At the University of Massachusetts, Wilson called for a rededication to the land grant mission as it might be viewed in the context of a modern innovative society. In order to emphasize the critical role that the University plays in the Commonwealth, he would often assert that: “The path to economic and social development in Massachusetts goes through the University of Massachusetts.”

Believing that financial aid is the key to affordability and accessibility, Wilson has increased the allocation of internal funds to financial aid by over 150 percent during his first five years at a time when financial aid from other sources was not growing substantially.

Recognizing that the University was in dire need of an investment in infrastructure, he restructured the UMass Building Authority and launched a building program that has made $1.6 billion in capital investments in the first five years and has established a capital program of $2.9 billion more to be carried out over the next decade.
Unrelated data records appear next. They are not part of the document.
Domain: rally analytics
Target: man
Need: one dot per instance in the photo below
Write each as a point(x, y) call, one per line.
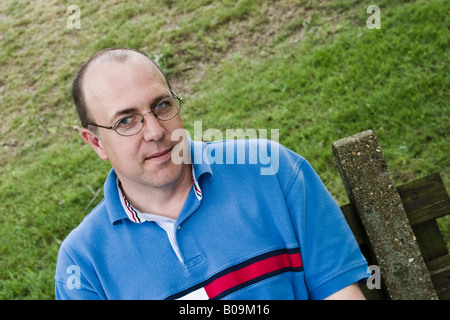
point(195, 229)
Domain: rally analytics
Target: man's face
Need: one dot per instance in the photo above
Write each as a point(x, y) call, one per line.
point(110, 88)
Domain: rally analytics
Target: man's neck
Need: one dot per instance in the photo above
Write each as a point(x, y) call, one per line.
point(165, 201)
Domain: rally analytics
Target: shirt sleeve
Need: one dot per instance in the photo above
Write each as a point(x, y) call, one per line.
point(331, 256)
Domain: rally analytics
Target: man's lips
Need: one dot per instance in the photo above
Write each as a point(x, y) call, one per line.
point(160, 155)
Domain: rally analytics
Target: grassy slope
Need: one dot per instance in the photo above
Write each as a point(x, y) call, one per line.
point(309, 68)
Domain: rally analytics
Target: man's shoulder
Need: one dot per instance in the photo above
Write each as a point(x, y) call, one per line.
point(88, 228)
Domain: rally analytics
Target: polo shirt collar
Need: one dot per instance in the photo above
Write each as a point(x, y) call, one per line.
point(112, 194)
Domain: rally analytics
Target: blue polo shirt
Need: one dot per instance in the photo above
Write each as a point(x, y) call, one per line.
point(242, 234)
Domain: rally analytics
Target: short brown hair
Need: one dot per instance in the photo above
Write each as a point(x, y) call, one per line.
point(116, 54)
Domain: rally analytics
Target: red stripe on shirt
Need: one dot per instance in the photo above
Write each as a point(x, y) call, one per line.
point(252, 271)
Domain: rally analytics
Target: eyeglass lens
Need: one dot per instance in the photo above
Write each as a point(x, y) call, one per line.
point(133, 124)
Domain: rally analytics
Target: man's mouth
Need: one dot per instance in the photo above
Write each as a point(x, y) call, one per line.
point(160, 156)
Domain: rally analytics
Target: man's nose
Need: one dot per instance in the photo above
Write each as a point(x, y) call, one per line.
point(152, 128)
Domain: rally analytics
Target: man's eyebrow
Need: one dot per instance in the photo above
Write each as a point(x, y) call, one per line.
point(131, 110)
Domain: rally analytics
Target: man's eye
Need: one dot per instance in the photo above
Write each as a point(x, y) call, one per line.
point(162, 106)
point(126, 121)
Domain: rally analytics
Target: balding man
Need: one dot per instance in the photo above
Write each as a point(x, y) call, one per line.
point(195, 230)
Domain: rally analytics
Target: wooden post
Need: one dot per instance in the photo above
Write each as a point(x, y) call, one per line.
point(373, 194)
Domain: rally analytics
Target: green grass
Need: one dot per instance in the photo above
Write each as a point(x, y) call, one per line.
point(308, 68)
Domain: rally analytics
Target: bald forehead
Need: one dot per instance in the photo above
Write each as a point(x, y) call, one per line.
point(122, 56)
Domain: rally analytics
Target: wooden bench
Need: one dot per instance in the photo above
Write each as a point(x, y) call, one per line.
point(395, 227)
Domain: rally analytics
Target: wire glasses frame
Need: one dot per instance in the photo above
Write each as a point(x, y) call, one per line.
point(132, 124)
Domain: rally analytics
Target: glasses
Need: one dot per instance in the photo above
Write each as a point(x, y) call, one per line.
point(132, 124)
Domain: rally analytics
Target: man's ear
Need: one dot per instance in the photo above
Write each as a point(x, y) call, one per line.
point(95, 142)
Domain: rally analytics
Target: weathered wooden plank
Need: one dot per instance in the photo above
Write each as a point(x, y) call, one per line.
point(440, 275)
point(354, 223)
point(425, 199)
point(373, 194)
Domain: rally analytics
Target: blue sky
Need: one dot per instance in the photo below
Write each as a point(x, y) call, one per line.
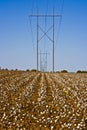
point(18, 34)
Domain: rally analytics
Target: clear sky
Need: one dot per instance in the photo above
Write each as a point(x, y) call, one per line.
point(18, 34)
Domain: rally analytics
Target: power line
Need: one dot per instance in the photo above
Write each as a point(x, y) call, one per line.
point(60, 21)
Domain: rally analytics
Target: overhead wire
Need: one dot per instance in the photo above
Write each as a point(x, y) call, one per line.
point(60, 21)
point(45, 43)
point(31, 28)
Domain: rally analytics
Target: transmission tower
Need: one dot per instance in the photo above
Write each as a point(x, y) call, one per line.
point(45, 33)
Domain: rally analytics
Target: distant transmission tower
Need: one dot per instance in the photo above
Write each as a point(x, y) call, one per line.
point(45, 33)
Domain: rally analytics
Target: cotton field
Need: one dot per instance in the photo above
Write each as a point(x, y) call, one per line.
point(43, 101)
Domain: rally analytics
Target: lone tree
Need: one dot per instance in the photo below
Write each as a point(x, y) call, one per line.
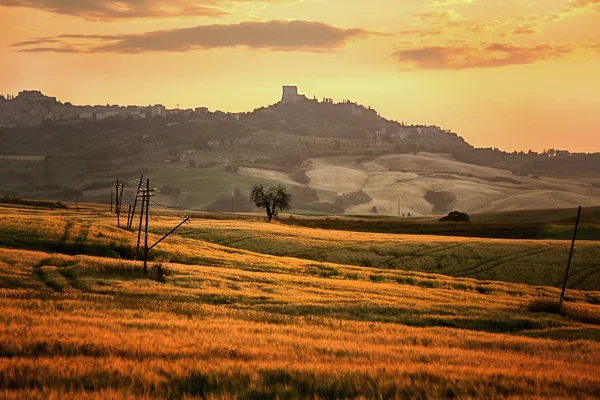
point(273, 200)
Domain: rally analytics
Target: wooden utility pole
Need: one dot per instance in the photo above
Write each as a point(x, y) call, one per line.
point(185, 219)
point(143, 195)
point(135, 201)
point(128, 215)
point(146, 236)
point(120, 202)
point(562, 294)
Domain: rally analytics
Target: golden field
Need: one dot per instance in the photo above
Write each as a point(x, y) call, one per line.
point(210, 321)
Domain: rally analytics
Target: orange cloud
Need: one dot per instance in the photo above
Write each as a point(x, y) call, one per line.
point(111, 10)
point(494, 55)
point(273, 35)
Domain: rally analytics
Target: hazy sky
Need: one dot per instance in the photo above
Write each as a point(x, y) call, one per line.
point(513, 74)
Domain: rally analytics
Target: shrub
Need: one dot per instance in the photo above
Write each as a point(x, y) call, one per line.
point(586, 313)
point(301, 177)
point(456, 216)
point(441, 201)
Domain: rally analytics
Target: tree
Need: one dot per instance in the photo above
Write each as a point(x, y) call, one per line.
point(273, 200)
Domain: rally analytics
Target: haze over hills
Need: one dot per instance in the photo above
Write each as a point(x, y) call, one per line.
point(353, 160)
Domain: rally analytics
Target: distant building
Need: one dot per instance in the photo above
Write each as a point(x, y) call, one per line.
point(34, 95)
point(290, 95)
point(158, 110)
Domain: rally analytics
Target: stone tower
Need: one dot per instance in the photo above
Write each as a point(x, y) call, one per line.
point(290, 95)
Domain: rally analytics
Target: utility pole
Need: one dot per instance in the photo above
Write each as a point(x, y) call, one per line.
point(399, 205)
point(143, 195)
point(147, 195)
point(185, 219)
point(562, 294)
point(120, 204)
point(128, 215)
point(135, 201)
point(146, 236)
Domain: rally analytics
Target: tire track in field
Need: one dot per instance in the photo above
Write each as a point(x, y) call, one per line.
point(413, 255)
point(473, 272)
point(582, 279)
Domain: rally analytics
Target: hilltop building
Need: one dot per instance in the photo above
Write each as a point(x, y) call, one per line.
point(158, 110)
point(290, 95)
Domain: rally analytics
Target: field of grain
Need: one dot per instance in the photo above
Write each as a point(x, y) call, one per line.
point(211, 321)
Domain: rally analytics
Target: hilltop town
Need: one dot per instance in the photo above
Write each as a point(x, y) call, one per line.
point(31, 107)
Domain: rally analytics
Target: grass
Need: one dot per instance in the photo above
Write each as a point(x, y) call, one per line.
point(230, 323)
point(208, 183)
point(419, 226)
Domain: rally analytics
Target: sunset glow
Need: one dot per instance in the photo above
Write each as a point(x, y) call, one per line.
point(515, 75)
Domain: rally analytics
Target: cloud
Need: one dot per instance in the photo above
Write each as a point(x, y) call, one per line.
point(463, 56)
point(122, 9)
point(526, 29)
point(444, 3)
point(273, 35)
point(577, 5)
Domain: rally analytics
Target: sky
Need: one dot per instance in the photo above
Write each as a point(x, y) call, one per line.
point(511, 74)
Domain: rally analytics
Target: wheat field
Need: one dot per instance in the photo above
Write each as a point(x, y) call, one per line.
point(209, 321)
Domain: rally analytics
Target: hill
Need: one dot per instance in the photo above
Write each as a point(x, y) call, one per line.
point(339, 149)
point(80, 319)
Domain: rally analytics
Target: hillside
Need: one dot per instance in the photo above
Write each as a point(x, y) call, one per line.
point(340, 149)
point(81, 320)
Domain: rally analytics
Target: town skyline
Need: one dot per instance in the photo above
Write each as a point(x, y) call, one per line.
point(67, 110)
point(510, 75)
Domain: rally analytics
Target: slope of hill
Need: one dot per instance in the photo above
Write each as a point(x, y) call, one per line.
point(81, 320)
point(336, 148)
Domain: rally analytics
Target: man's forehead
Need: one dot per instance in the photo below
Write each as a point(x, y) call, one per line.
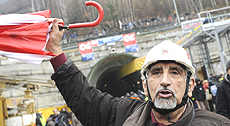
point(168, 64)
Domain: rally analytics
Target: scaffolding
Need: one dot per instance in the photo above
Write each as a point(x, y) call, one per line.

He created Presidential grant programs to encourage the growth of research and the creative economy. He established International programs as a major priority and recruited the first Vice President to carry the title “International Relations” as part of her title. He identified Africa, Japan, China, Germany, India, and the Portuguese language countries as particular first targets of opportunity-building on existing relationships of the university and his own work.

As the CEO of UMassOnline, he helped to build the system-wide initiative into one of the largest externally directed online programs in the United States, with 64 graduate and undergraduate degree and certificate programs now serving more than 37,000 enrollees.

Wilson is nationally and internationally known for his leadership in the reform of higher education programs, winning the Theodore Hesburgh Award, the Boeing Award, and the Pew Charitable Trust Prize for his innovative programs. He was awarded an Outstanding Civilian Service Medal by the U.S. Army for service to the Army Education program. He is a Fellow of the American Physical Society. He has also served as a member or chair of several National Academy of Science and National Research Council study committees and task forces. Wilson was the founder, CEO, and Chairman of the LearnLinc Corporation, founded in 1993 as a spin-off of his university research. After several mergers he formed the publicly traded (NASDAQ) Mentergy Corporation, leaving the company in the next year. Wilson’s expertise in building links between higher education, government and business led to his becoming the co-founder of the Paul Severino Center for Technological Entrepreneurship as well as other programs. He has served as a consultant to many computing and communications firms including IBM, AT&T, Lucent, Hewlett Packard, and Boeing Flight Safety International.
Wilson earned his bachelor’s degree at Thiel College in 1967, his master’s degree in 1970 and his doctorate in 1972 in Physics, both from Kent State University. He lives with his wife Judi and their two children, John and Jessica, in Westborough, Massachusetts. He also has two grown daughters, Erika and Gretchen, and four wonderful grandchildren: Kipras, Lena, Nida, and Norris.